Business Services Industry
Improve or perish
Communication World, Feb, 1997 by Frank Winston Wylie
* Bill, director of public relations of an eastern U.S. charity for 17 years under five different executive directors, had enjoyed excellent personnel evaluations. Then, his boss called him in and said, "I've decided that as part of our reorganization, I'm going to let you go."
* Mark, who'd had a heart attack two years earlier and a bypass six months ago, got an even simpler message after 22 years of devoted service as a media relations manager for a major corporation. His boss said, "We've got to reduce costs and you're one of the ones to go."
These stories provide a reality orientation to the current world of work. Now is when things are better than they will be. We may expect that the U.S. role in the world market will continue to decline, and indeed that we shall have to negotiate just to slow the progress of decline. The days of simplistic and superpower-dictated ways of life are past. So is the job world as we have known or even now imagine it.

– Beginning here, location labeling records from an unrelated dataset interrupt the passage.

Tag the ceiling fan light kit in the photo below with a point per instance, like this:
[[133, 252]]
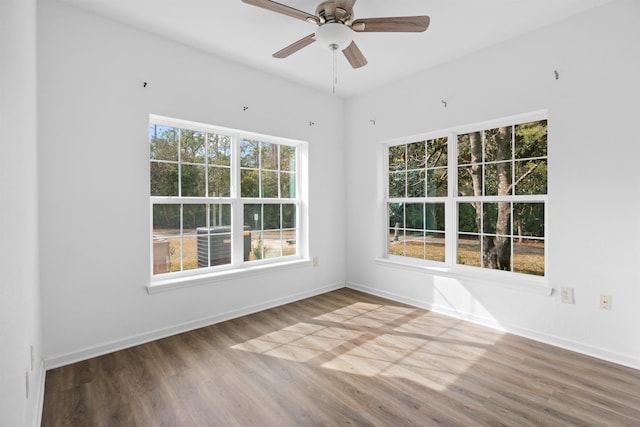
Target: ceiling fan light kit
[[336, 27], [334, 36]]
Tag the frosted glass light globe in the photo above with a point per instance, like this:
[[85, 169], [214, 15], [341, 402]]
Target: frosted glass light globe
[[332, 33]]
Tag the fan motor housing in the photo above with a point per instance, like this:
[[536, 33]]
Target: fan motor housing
[[328, 12]]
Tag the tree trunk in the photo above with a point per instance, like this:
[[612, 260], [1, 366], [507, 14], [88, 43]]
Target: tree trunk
[[503, 229], [489, 257]]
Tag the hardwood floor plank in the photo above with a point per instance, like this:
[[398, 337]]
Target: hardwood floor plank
[[338, 359]]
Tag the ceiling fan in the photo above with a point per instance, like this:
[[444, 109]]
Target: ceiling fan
[[336, 25]]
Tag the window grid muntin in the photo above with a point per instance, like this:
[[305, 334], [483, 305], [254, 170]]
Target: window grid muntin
[[234, 198], [453, 196], [510, 198]]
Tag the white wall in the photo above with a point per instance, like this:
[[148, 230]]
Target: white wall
[[19, 295], [593, 233], [94, 198]]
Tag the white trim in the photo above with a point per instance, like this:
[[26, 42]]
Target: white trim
[[120, 344], [37, 419], [248, 270], [629, 360], [238, 267], [451, 201], [503, 279]]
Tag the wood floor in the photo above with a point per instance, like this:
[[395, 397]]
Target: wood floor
[[339, 359]]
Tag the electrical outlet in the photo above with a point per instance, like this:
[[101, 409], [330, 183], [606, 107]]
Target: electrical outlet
[[566, 295], [605, 302]]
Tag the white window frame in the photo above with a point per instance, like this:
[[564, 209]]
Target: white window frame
[[450, 268], [237, 267]]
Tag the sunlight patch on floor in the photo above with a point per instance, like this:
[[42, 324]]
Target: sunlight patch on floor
[[381, 340]]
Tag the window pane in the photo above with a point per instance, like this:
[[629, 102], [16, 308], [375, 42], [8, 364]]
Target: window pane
[[192, 146], [220, 215], [437, 152], [528, 219], [287, 184], [397, 156], [396, 241], [396, 214], [166, 242], [289, 216], [219, 181], [435, 216], [189, 252], [214, 246], [416, 155], [464, 149], [465, 181], [414, 245], [468, 217], [437, 183], [289, 243], [269, 184], [287, 158], [397, 184], [531, 177], [219, 150], [497, 181], [249, 183], [253, 216], [272, 244], [164, 179], [468, 250], [415, 183], [271, 217], [193, 216], [193, 181], [257, 246], [496, 218], [269, 155], [498, 144], [249, 154], [163, 143], [531, 140], [415, 216], [435, 248], [528, 256]]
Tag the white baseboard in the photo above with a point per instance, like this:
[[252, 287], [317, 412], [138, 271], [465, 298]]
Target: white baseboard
[[37, 417], [621, 359], [110, 347]]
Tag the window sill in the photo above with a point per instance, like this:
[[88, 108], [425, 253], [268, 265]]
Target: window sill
[[539, 286], [236, 273]]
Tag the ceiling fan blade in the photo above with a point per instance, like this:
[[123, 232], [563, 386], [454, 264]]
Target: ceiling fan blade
[[398, 24], [345, 4], [354, 56], [294, 47], [284, 9]]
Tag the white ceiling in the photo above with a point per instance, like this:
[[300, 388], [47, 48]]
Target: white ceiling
[[249, 35]]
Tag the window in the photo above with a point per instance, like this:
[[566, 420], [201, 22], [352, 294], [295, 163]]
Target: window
[[221, 199], [502, 187], [494, 219], [418, 185]]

Let's look at the scenario for this totally different and erratically changing world:
* Sudden and lasting unemployment are no longer a blue-collar monopoly. They affect all levels of work and seniority.
* High-paying production jobs are being replaced by low-paying service sector jobs. (In 1993, the U.S. ranked tenth in production salaries, nine dollars per hour less than Germany.)
* Competition for all jobs is far more intense than ever before.
* Immigrants, who account for 30 percent of the U.S. population growth (1994), are earning an increasing number of jobs.
* Women are taking an increasing share of higher-paying jobs, but generally have yet to achieve equal pay for equal work.
* Many jobs have been, and are being, exported to cheaper labor markets.
* We live in a mine field of racial, ethnic and sexual discrimination that must change or we will face a real revolution.
* Work will be divided more equitably among men and women.
* The elderly, in increasing numbers, will postpone retirement and hold on to their jobs longer.
Bottom line: increased competition for every one of the fewer available (per person) jobs. No one who has only one-job skills will survive to enjoy the future.
Let's consider both the private and public work places. In private industry (1995), average employee compensation amounted to $17.10 per hour, $12.25 plus $4.85 in benefits. At the same time, the pay in the U.S. for local state and federal government employees was $17.31 in pay and $7.56 in benefits. Private total: $17.10/hour. Public total: $24.87. One you pay for in product, the other in taxes.
The battle for survival is real for nations and for individuals. The minimal, ethical ground rules of the past are now forgotten. We have "open marriage employment," and the policies of decency and accommodation have given way to bottom-line profitability. The new ethic is momentary in nature, ruleless, and often ruthless in practice. It's "dog eat dog."
While it is popular to bemoan adversity, it is more beneficial to consider ways in which we each can, indeed must, improve our future. And, we really must seek two solutions at the same time: (1) We must improve our own potential to deal with change and adversity, recognizing that change is really the only constant. (2) We must improve the society in which we live before it disintegrates in succeeding waves of violence. If we do less than a good job at both, we sacrifice our future.
Let us return to the stories of Bill and Mark. Both lost their jobs suddenly and perhaps through no fault of their own. One could say that they were victims of change. Or, one could say that they were obsolescent workers from another age. Regardless of the cause, they were suddenly unemployed. They had allowed themselves to become dispensable, and they had not prepared for either disaster or new opportunities.
Perhaps it was that their jobs just did not need to exist anymore. Perhaps it was because they had atrophied into disrepute. Or, maybe, it was just that a new boss chose to make changes to improve his or her own immediate future. Whatever the cause, their cases define our problem: They were suddenly out of work, only qualified for the one job that they had held. They were relics from a past that will not return.
So, face the facts as they are, and plan for your future as best you can define it. First, you must devote more time and better creative and persuasive efforts to improving the society in which we live, the society which determines, to a great extent, how we shall be allowed to prosper. There is an extra, personal benefit in active community service: You build a larger network of good contacts.
Second, let's review what education means in the marketplace and then consider the urgency of our own professional development. We must realize the inordinate disadvantage that poor education ensures.
The messages are clear. Those who have the advantage of education have a greater chance of succeeding. They earn more, but the rewards for men and women remain disparate and unfortunate, especially as women head 22 percent of all U.S. households with children. Also, some 60 percent of women over 16 are now in the work force. And, in 1993, over 39 million Americans were below the poverty level.